KAY CLEAVER STRAHAN – Death Traps. Doubleday Crime Club, hardcover, 1930. Reprint hardcover: Grosset & Dunlap, no date (shown).

   There are several mysteries about the shooting of Gilbert Dexter in San Francisco. Would his brother, Bob, have shot him? Would Bob have managed only to wound him at point-blank range? Were the French windows open or locked? Why were there two revolvers in the room? Further and deeper puzzlement develops when the next-door neighbors are found dead in their locked room with no sign of foul play and no explanation of their deaths.

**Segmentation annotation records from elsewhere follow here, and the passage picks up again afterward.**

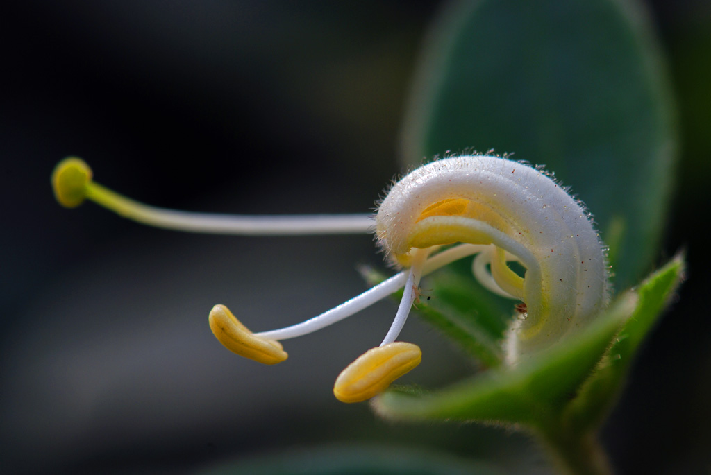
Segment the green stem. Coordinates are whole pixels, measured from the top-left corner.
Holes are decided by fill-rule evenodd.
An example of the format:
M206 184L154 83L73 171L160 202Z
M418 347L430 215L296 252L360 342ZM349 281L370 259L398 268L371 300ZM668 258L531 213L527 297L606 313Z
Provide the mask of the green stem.
M613 473L596 434L567 430L562 424L538 427L535 432L558 469L574 475L610 475Z

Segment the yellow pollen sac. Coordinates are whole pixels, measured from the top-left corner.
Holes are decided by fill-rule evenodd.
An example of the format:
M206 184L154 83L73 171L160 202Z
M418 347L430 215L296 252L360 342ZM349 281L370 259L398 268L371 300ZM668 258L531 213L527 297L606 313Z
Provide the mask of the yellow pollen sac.
M419 346L395 342L371 348L341 372L333 386L342 403L360 403L382 393L422 360Z
M86 197L87 185L91 179L91 168L83 160L76 157L65 158L52 172L54 196L65 207L79 206Z
M289 357L279 342L255 336L225 305L215 305L210 311L210 329L225 348L240 356L264 364Z

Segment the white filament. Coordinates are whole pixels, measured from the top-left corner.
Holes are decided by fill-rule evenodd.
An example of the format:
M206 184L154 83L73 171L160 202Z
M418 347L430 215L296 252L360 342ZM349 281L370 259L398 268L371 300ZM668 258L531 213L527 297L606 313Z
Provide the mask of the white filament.
M422 264L421 275L426 275L455 261L465 258L467 256L471 256L472 254L475 254L478 252L481 252L486 249L486 246L460 244L459 246L443 251L442 252L440 252L424 261ZM406 283L409 280L408 278L411 273L411 270L400 272L386 280L383 280L375 287L370 288L360 295L354 297L350 300L347 300L341 304L338 307L335 307L330 310L327 310L320 315L310 318L305 322L301 322L301 323L297 323L296 324L276 330L255 333L255 335L266 339L284 340L312 333L325 327L333 324L336 322L340 322L345 318L348 318L351 315L370 307L376 302L378 302L390 294L397 292L406 285ZM415 283L414 276L412 277L412 282L413 285L408 285L408 287L413 292L412 299L414 300L414 285L417 285ZM419 278L417 278L417 283L419 283ZM403 295L403 300L405 300L405 295ZM403 305L405 305L407 307L407 312L409 312L412 305L412 300L410 300L409 305L405 303L401 304L400 306L402 307ZM403 310L403 312L405 310ZM398 314L400 314L400 311L398 311ZM407 313L405 314L404 318L402 318L402 316L398 318L396 315L395 321L397 322L397 324L400 325L400 328L402 328L402 325L405 324L405 320L407 317ZM393 326L395 326L395 322L393 322ZM392 331L392 327L391 331ZM397 332L399 333L400 330L397 330ZM388 332L388 335L390 334L390 332ZM387 337L385 338L387 339ZM397 338L397 335L395 335L395 338Z

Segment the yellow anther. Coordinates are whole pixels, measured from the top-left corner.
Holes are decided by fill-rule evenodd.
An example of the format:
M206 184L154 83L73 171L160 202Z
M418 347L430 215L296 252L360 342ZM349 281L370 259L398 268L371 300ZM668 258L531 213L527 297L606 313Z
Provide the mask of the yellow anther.
M215 305L210 311L210 329L225 348L240 356L264 364L289 357L279 342L255 336L225 305Z
M491 276L505 292L523 300L523 278L506 265L506 252L500 247L491 259Z
M80 158L69 157L58 163L52 172L52 189L59 204L68 208L81 204L91 178L91 168Z
M419 346L395 342L371 348L341 372L333 386L342 403L360 403L382 393L422 359Z

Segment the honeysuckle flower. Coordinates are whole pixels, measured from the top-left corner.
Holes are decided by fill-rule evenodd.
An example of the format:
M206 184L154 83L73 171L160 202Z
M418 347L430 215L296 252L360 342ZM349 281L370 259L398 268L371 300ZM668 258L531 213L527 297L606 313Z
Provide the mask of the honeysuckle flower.
M213 307L210 327L240 356L275 364L288 354L279 342L315 332L400 290L395 319L379 346L344 369L333 388L343 402L369 399L420 362L419 348L396 341L418 295L420 279L476 255L474 276L491 291L523 304L503 345L506 363L542 351L584 329L607 303L604 249L579 200L549 175L490 155L434 161L397 182L369 214L248 217L205 214L148 206L92 179L88 165L67 158L52 176L55 197L73 207L85 199L146 224L192 232L247 235L365 233L375 230L389 261L403 270L305 322L252 332L225 305ZM517 261L523 275L508 262Z

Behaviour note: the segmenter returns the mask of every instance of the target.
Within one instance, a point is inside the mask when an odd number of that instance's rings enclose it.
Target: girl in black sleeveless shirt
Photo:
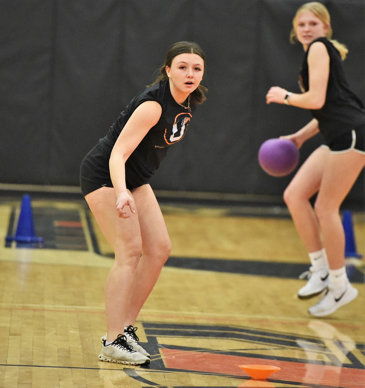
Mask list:
[[[271,88],[266,102],[311,110],[313,119],[290,139],[298,148],[318,132],[327,144],[320,147],[299,168],[284,193],[311,265],[303,274],[308,281],[298,291],[306,299],[325,291],[310,314],[323,317],[351,301],[358,292],[345,267],[345,236],[340,207],[365,166],[365,109],[350,90],[342,61],[348,50],[330,40],[328,11],[322,4],[305,4],[297,11],[291,33],[305,52],[299,81],[302,94]],[[310,199],[316,193],[314,208]],[[328,258],[327,258],[328,257]]]
[[[148,182],[205,100],[206,89],[200,85],[204,65],[196,43],[173,45],[160,76],[131,101],[81,164],[83,193],[115,254],[105,287],[102,361],[149,364],[134,323],[168,258],[171,242]]]

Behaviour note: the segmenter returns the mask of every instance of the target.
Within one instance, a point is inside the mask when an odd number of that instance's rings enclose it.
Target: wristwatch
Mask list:
[[[284,103],[286,104],[287,105],[289,105],[289,97],[292,95],[292,94],[291,92],[288,92],[287,94],[285,96],[285,98],[284,99]]]

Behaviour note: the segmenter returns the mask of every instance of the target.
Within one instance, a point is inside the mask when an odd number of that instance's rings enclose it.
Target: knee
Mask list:
[[[164,264],[171,253],[171,241],[169,238],[155,241],[144,251],[144,254]]]
[[[320,223],[328,220],[334,210],[326,205],[323,201],[317,199],[314,203],[314,212]]]
[[[289,208],[298,201],[299,198],[298,193],[290,185],[286,188],[283,194],[284,202]]]

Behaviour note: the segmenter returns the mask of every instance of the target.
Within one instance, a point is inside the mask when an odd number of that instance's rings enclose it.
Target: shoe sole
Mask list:
[[[318,291],[318,292],[315,293],[314,294],[311,294],[310,295],[299,295],[298,294],[298,298],[299,299],[301,299],[302,300],[305,300],[306,299],[310,299],[311,298],[313,298],[314,296],[317,296],[317,295],[319,295],[320,294],[323,292],[323,291],[325,291],[327,289],[327,288],[326,287],[325,288],[323,288],[323,290],[320,291]]]
[[[335,305],[333,307],[333,308],[331,308],[330,310],[322,312],[320,312],[319,313],[315,313],[314,314],[310,312],[310,310],[308,310],[308,312],[313,317],[326,317],[327,315],[330,315],[331,314],[334,313],[336,310],[337,309],[337,308],[339,308],[340,307],[342,307],[343,306],[345,306],[346,305],[349,303],[350,302],[352,302],[353,300],[354,300],[356,298],[357,296],[358,295],[358,294],[359,291],[356,288],[353,288],[352,293],[348,297],[348,299],[344,300],[343,299],[341,299],[341,301],[339,302],[337,305]]]
[[[151,362],[149,359],[145,361],[121,361],[114,359],[111,359],[110,357],[106,357],[101,354],[99,355],[99,359],[101,361],[107,361],[108,362],[115,362],[116,364],[125,364],[126,365],[148,365]]]

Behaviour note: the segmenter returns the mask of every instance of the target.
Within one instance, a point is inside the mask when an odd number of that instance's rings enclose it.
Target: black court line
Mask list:
[[[165,265],[186,269],[291,279],[298,279],[301,274],[308,271],[309,267],[309,264],[176,256],[169,258]],[[346,267],[346,271],[351,282],[364,282],[364,274],[355,266]]]

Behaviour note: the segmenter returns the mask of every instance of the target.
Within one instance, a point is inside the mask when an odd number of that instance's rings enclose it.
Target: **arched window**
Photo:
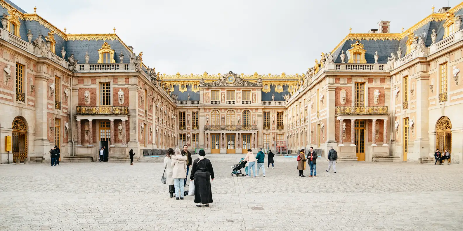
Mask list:
[[[233,110],[229,110],[227,112],[227,129],[234,129],[235,125],[235,112]]]
[[[212,126],[220,125],[220,114],[217,110],[214,110],[211,113],[211,125]]]
[[[251,125],[250,118],[251,113],[248,110],[244,110],[243,112],[243,126],[249,126]]]

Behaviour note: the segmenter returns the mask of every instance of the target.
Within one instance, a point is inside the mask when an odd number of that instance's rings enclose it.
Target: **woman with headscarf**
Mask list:
[[[172,178],[174,178],[174,185],[175,188],[175,200],[183,200],[183,194],[185,193],[185,185],[183,178],[187,175],[187,156],[182,156],[181,152],[178,148],[175,149],[175,155],[170,157],[172,160],[171,164],[173,167],[172,169]]]
[[[210,179],[214,180],[214,170],[211,161],[205,156],[204,150],[200,150],[198,158],[193,161],[190,177],[191,180],[194,181],[194,203],[198,207],[200,207],[201,204],[208,207],[209,203],[213,202]]]
[[[130,156],[130,165],[133,165],[133,155],[135,155],[135,154],[133,154],[133,149],[131,149],[130,151],[129,151],[129,156]]]
[[[174,155],[174,149],[169,148],[167,150],[167,154],[164,158],[164,167],[165,168],[165,177],[166,183],[169,185],[169,193],[170,198],[174,197],[174,193],[175,189],[174,187],[174,178],[172,178],[172,170],[174,166],[172,165],[172,157]]]

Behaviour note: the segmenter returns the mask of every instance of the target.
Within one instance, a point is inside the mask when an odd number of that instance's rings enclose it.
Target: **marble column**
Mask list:
[[[382,125],[383,131],[382,131],[382,145],[387,146],[388,145],[388,120],[385,119],[384,120],[384,123]]]
[[[82,146],[82,138],[81,136],[81,120],[77,120],[77,146]]]
[[[350,119],[350,145],[355,146],[355,119]]]
[[[114,145],[114,120],[113,119],[110,119],[109,121],[111,122],[111,144],[109,145],[110,147],[114,147],[116,146]]]
[[[127,145],[125,143],[126,140],[125,140],[125,121],[122,121],[122,146],[124,147],[126,147]]]
[[[371,145],[375,146],[376,145],[376,119],[373,119],[373,123],[371,126],[371,132],[372,133],[371,137]]]
[[[339,120],[339,145],[343,144],[343,136],[344,135],[343,134],[343,123],[344,122],[344,120]]]
[[[93,146],[93,120],[88,120],[88,146]]]

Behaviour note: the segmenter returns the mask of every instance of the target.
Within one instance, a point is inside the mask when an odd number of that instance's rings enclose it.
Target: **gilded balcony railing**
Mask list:
[[[447,102],[447,92],[442,92],[439,94],[439,103]]]
[[[25,97],[24,93],[16,91],[16,101],[25,103]]]
[[[337,114],[385,115],[387,106],[341,106],[336,107]]]
[[[129,115],[129,109],[123,106],[78,106],[76,111],[80,115]]]

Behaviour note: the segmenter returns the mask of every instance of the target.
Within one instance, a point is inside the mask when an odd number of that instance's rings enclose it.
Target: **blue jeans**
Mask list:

   Since the head of the Dexter family is a retired judge, the authorities investigate the shooting in a gingerly manner, and, so it would seem, there is not much involvement by the police in the locked-room case. Fortunately, Bezaleel Lucky, millionaire former grocer and husband of one of Judge Dexter’s daughters, takes it upon himself to investigate in amusing fashion with his proverbs, his constant interruptions, and his complaint that all anyone, but not him, wants to do is talk.

   Sometime I will have to take another look at Strahan’s Footpnnts, which I vaguely remember as being one of those dreary psychological novels in which turning pages is a chore. Maybe I missed something.

— From The MYSTERY FANcier, Vol. 13, No. 1, Winter 1991.

Editorial Comment:  According to Hubin’s Crime Fiction IV, the detective of record in Death Traps, as he was in all seven of Kay Cleaver Strahan’s mysteries, was a fellow named Lynn MacDonald, whom Bill Deeck did not mention. If anyone reading this is familiar with the book, where does MacDonald fit in, and what kind of name is Bezaleel Lucky?

      The Lynn MacDonald series —

The Desert Moon Mystery (n.) Doubleday 1928.
Footprints (n.) Doubleday 1929.
Death Traps (n.) Doubleday 1930.
The Meriwether Mystery (n.) Doubleday 1932.
October House (n.) Doubleday 1932.
The Hobgoblin Murder (n.) Bobbs 1934.
The Desert Lake Mystery (n.) Bobbs 1936.